Methods Retrospective analysis was performed of all echocardiograms with aortic valve area (AVA) ≤1.2 cm2 and peak jet velocity (Vmax) ≥3 m/s from 1 December 2014 through 30 October 2017 at a single academic medical centre. Echocardiographic indices collected include AVA, Vmax, left ventricular ejection fraction, stroke volume and annotated aortic stenosis severity.
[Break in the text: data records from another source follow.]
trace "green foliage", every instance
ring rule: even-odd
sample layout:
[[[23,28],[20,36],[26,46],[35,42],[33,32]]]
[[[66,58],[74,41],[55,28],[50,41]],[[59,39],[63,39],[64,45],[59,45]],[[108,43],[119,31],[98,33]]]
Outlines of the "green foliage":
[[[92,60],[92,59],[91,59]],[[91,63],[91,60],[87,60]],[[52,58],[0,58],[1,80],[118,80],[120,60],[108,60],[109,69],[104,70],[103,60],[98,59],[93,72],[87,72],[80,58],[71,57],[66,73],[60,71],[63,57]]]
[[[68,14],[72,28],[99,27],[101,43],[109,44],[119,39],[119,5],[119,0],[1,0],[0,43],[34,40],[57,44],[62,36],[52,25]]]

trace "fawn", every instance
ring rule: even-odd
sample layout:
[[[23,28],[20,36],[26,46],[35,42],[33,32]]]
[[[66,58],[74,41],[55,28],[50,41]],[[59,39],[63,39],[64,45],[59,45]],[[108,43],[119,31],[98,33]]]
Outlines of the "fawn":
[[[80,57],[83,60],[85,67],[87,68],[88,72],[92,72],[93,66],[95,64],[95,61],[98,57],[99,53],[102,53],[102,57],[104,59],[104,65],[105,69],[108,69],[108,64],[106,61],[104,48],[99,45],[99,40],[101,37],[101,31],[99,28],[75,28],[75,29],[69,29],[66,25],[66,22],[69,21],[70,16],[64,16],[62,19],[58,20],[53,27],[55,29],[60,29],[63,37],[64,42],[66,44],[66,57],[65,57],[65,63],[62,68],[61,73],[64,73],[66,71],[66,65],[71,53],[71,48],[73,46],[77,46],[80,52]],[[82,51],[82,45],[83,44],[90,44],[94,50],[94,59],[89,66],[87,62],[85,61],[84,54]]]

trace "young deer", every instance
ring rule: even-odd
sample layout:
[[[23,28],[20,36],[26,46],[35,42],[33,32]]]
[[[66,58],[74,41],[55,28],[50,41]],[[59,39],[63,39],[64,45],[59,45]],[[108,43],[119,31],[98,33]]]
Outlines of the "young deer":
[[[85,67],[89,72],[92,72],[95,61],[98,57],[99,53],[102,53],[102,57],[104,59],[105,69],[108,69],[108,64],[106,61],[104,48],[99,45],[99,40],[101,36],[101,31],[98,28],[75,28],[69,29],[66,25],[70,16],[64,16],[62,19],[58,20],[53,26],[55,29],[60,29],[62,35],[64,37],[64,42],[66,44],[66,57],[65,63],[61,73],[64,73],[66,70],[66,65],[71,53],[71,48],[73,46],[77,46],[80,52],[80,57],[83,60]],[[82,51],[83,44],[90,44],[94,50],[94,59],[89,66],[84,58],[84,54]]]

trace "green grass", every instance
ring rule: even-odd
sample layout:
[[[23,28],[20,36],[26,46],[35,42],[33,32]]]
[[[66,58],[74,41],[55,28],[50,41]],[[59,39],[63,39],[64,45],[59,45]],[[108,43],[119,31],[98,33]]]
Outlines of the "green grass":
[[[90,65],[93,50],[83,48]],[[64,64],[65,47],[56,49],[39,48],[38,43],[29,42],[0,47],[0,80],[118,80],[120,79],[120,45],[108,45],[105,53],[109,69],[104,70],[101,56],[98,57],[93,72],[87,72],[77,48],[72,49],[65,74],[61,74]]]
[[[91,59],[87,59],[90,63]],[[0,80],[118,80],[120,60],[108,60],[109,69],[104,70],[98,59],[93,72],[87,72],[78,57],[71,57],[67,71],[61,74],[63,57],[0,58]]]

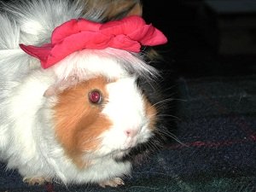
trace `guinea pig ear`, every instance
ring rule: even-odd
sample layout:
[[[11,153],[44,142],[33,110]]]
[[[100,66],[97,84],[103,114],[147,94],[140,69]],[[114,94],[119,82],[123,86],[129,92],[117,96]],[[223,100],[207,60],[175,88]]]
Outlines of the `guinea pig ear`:
[[[49,97],[52,96],[56,96],[57,94],[62,92],[67,88],[74,85],[79,82],[79,79],[76,76],[70,76],[66,79],[62,79],[58,83],[50,85],[44,93],[44,96]]]

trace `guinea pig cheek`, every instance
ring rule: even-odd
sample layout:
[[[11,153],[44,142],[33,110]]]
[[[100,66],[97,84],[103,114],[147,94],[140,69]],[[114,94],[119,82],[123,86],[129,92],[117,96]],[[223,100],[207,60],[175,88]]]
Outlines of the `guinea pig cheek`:
[[[122,123],[119,121],[122,117],[113,119],[111,129],[103,132],[102,135],[103,146],[100,150],[102,154],[112,154],[115,157],[121,157],[129,153],[132,148],[137,147],[137,144],[148,142],[154,135],[157,110],[146,96],[141,96],[139,97],[143,98],[140,101],[140,103],[143,103],[142,106],[131,113],[136,113],[141,111],[140,115],[129,115],[126,113],[127,110],[124,112],[123,108],[116,108],[117,113],[123,113],[122,116],[126,119],[123,119]],[[130,106],[136,106],[135,103],[129,103]],[[134,106],[132,108],[136,108]],[[113,118],[110,119],[113,119]],[[131,126],[131,125],[132,125]]]
[[[102,79],[92,79],[57,96],[54,108],[55,137],[66,154],[80,168],[93,164],[93,155],[101,143],[99,136],[112,125],[101,113],[102,106],[90,98],[90,91],[98,90],[107,100],[106,84]]]

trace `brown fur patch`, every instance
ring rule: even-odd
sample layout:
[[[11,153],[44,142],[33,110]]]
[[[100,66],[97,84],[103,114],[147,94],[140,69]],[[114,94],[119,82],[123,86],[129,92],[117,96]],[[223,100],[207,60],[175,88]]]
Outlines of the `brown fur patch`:
[[[101,10],[104,21],[118,20],[128,15],[142,15],[140,0],[84,0],[84,12]]]
[[[102,105],[108,100],[108,80],[99,77],[78,84],[57,95],[54,107],[55,135],[67,154],[80,168],[90,162],[84,162],[84,152],[95,151],[100,142],[97,137],[107,131],[111,121],[101,114]],[[102,103],[93,104],[88,95],[92,90],[99,90]]]

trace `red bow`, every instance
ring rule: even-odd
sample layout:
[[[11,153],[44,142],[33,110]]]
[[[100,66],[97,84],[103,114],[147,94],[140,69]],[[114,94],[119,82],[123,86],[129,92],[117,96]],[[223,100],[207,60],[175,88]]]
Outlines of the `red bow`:
[[[166,36],[139,16],[96,23],[85,19],[71,20],[57,26],[51,43],[41,47],[20,44],[28,55],[38,58],[47,68],[74,51],[108,47],[139,52],[141,45],[158,45],[167,42]]]

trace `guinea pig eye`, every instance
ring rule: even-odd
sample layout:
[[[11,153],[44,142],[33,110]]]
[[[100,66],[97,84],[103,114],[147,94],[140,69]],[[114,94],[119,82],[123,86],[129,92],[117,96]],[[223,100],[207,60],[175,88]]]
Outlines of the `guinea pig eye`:
[[[89,101],[93,104],[100,104],[102,102],[102,93],[98,90],[93,90],[89,93]]]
Results Among 807 patients with AVA ≤1.2 cm2 and Vmax ≥3 m/s (44.0% female, median age 74 years (IQR: 66–81)), 45.6% had Vmax ≥4 m/s, while 75.8% had AVA ≤1 cm2. 40.0% of patients had concordant indices (Vmax ≥4 m/s and AVA ≤1 cm2), and 35.8% had discordant indices (Vmax <4 m/s and AVA ≤1 cm2) of severe AS. Compared with those with concordant indices, patients with discordant indices were more commonly female (54.0% vs 44.3%, p<0.05) and less commonly characterised as severe (42.6% vs 93.8%, p<0.001). Patients with paradoxical low-flow, low-gradient severe AS by echocardiography were disproportionately female (61.5% vs 41.8%, p<0.001), and their disease was characterised as severe only 49.5% of the time.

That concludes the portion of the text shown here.